C. With "Havelock" advertisement, with Album Clause on backs.
D. With "Vice-Regal" advertisement, without Album Clause on backs.
Similar series issued by Smith, and Fry (Trade).
In our World Tobacco Issues Indexes the set is split, with the home issue in section 2A and the Australian issues either under 2.B in the original version, or 4.B in the updated version. In both, the set is catalogued more succinctly under the home issue as :
TIME AND MONEY IN DIFFERENT COUNTRIES. Sm. Nd. (50).
and then the Australian section continues this with
Brand issues. See W/104 and H.454
A. "Capstan" back
B. "Havelock" back
C. "Vice-Regal" back. (a) with (b) without album clause.
And as for the text from H.454, which is the handbook, you can read that in full at the home page for this set
As for the other currencies that were lost to the euro, we chatted about the Austrian Schilling in a previous newsletter, that of the 14th of December, 2024, just scroll down to Friday the 20th of December.

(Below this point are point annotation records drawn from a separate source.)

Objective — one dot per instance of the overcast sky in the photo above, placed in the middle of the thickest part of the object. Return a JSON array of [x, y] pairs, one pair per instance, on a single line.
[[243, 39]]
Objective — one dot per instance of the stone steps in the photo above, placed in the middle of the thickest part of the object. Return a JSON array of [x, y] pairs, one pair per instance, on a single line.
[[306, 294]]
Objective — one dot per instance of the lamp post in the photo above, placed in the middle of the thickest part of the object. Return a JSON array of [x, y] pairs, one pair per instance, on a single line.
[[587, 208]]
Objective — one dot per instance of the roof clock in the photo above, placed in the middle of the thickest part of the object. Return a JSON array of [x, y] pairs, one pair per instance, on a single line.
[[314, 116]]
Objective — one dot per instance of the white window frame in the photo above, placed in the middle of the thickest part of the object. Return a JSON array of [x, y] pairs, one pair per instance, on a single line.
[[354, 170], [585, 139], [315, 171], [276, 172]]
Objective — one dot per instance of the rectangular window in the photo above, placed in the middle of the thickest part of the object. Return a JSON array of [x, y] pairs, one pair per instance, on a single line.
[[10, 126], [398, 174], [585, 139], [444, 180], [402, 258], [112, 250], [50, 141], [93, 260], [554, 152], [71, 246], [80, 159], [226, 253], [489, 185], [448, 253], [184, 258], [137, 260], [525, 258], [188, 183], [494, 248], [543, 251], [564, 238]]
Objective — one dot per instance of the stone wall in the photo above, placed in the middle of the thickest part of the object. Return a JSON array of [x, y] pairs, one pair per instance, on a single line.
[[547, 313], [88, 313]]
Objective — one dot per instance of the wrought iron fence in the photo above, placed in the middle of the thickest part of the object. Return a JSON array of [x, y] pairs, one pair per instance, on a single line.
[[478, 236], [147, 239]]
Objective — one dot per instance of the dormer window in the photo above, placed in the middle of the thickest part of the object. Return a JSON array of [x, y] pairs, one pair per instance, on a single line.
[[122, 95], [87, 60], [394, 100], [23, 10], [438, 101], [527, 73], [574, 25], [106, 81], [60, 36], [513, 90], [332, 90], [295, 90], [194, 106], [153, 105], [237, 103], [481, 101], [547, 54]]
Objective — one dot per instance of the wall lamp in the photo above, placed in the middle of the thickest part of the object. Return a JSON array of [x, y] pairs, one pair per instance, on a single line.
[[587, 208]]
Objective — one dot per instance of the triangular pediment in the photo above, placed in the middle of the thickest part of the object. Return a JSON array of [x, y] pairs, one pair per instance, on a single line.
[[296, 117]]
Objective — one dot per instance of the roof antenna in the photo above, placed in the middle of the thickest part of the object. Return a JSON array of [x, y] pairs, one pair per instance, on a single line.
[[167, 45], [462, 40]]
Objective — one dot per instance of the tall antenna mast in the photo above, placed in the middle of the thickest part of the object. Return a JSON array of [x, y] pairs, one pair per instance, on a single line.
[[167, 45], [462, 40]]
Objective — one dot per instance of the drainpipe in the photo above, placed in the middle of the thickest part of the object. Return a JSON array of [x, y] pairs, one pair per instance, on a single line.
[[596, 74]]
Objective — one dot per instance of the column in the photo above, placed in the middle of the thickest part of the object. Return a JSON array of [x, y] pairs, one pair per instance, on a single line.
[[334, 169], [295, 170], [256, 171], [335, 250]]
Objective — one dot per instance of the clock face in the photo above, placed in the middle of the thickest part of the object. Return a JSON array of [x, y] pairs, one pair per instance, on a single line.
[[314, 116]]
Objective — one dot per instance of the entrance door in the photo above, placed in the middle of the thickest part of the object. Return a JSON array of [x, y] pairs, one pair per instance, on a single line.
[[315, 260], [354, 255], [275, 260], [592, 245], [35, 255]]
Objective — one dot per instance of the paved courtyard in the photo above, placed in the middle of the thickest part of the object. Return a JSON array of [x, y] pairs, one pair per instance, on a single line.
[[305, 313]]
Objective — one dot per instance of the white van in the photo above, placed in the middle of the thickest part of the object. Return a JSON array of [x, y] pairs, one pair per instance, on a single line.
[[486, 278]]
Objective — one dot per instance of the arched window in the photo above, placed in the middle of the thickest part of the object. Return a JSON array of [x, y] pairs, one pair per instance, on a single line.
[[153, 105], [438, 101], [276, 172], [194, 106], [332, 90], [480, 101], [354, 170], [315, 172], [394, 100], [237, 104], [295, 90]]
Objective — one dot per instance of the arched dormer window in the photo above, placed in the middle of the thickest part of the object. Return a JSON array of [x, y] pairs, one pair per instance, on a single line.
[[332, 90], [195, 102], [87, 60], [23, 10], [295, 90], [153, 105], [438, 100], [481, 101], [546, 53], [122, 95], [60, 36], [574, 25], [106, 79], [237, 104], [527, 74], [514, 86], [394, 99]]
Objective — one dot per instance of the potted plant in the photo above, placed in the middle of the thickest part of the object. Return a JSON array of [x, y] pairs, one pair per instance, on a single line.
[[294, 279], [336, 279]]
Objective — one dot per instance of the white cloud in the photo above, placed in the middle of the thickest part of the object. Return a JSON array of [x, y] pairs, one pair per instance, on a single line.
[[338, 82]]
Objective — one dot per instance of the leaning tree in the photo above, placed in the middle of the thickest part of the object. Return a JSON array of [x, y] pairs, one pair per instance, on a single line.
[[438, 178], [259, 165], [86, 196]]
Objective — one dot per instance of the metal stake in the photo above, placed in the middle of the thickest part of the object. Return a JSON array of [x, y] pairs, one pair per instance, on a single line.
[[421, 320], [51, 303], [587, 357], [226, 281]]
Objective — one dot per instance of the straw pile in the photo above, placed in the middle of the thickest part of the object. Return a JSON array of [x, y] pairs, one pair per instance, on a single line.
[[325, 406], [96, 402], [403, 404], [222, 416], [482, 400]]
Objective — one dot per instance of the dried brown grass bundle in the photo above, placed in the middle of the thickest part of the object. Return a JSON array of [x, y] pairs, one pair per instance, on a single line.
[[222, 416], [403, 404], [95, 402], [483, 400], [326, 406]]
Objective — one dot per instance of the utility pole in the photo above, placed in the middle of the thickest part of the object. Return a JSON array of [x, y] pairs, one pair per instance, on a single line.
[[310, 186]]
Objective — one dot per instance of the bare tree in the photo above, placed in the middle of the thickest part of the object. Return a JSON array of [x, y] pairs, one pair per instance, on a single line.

This only leaves uncovered the Latvian Lat, the Lithuanian Lita, the Portuguese Escudo, the Slovenian Tolar, and the Spanish Peseta. I will add those in either as part of a future newsletter, or, more likely, expand here, though I admit that some of these will be way easier to find than others....
Anyway time has beaten me once more, and I must away.
Hope you enjoyed this little trip through vanished coinage, and to countries that awakened memories of past holidaymaking - or maybe inspired you to revisit your dreams of going there once more. Perhaps, too, it will send you to your albums to check out some of your cards on the subject. And if you find any I could not, do let us know!